Das ist zwar viel Geld, es gibt aber auch großen Bedarf an Aufbauhilfen für die von der Flut Betroffenen und für eine zukunftsfähige nachhaltige Entwicklung der Region. Über die Aufgaben und Möglichkeiten zur Gestaltung der Region wird bereits in Zukunftskonferenzen mit Beteiligung der Landesregierung diskutiert.
Die Landesregierung setzt sich dafür ein, dass vom Hochwasser Betroffene Anträge auf finanzielle Hilfen schon im Oktober stellen können.

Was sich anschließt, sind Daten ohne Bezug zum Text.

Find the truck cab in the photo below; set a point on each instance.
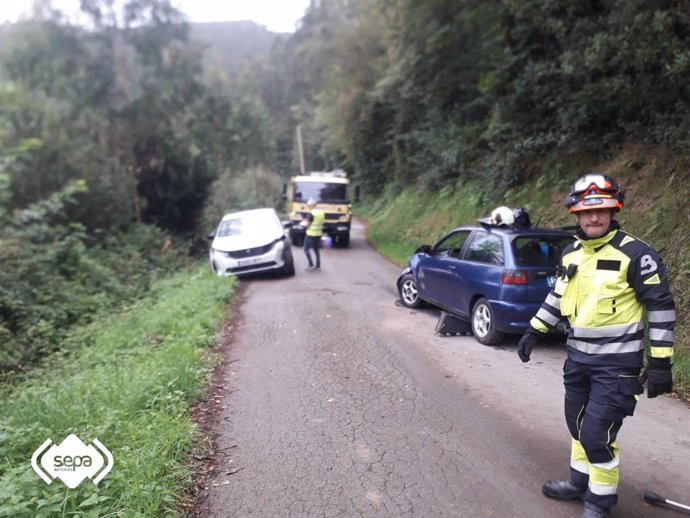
(331, 190)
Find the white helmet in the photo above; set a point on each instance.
(502, 216)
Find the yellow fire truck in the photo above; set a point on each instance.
(331, 190)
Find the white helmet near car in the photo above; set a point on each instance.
(502, 216)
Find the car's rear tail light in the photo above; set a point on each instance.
(514, 277)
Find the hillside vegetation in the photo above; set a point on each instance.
(656, 210)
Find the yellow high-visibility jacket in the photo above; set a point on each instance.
(618, 280)
(315, 228)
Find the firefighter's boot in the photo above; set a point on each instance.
(563, 490)
(594, 511)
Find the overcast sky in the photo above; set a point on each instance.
(276, 15)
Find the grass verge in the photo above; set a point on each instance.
(128, 382)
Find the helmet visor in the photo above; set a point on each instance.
(601, 184)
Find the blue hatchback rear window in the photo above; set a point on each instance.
(540, 250)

In Härtefällen soll auch für betroffene Privatpersonen eine Entschädigung bis zu 100 % möglich sein. Schäden an kommunaler Infrastruktur können zu 100% ersetzt werden. Eingeschränkt sollen auch geschädigte Betriebe entschädigt werden. Als gesichert gilt, dass Einnahmeausfälle der betroffenen Betriebe für sechs Monate ausgeglichen werden können. Aus der Landesregierung ist die Bitte an die Bundesregierung gerichtet worden, sich gegenüber der EU dafür einzusetzen, dass eine Ausnahme im Beihilferecht ermöglicht wird, nach der auch Wiederherstellungskosten ausgeglichen werden können.

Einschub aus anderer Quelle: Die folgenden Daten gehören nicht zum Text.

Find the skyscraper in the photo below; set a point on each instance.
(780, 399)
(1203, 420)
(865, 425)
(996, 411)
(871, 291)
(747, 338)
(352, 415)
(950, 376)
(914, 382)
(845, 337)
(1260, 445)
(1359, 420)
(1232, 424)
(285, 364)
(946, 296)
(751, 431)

Um der Eilbedüftigkeit des Wiederaufbaus Rechnung zu tragen, sollte nach Möglichkeit bundesrechtlich das Planungs- und Genehmigungsverfahren angepasst werden. Nicht jedes Gebäude wird, auch mit Blick auf Hochwasserrisiken, an derselben Stelle wieder aufgebaut werden können. Im Rahmen der Bundesrats-Sitzung setzte sich Ministerpräsidentin Dreyer dafür ein, dass die Bundesregierung nach der Bundestagswahl einen Gesetzentwurf vorlegt, der die Planung und Umsetzung von Ersatzbaugebieten – für von der Hochwasserkatastrophe stark betroffene Gebiete – vereinfacht und beschleunigt.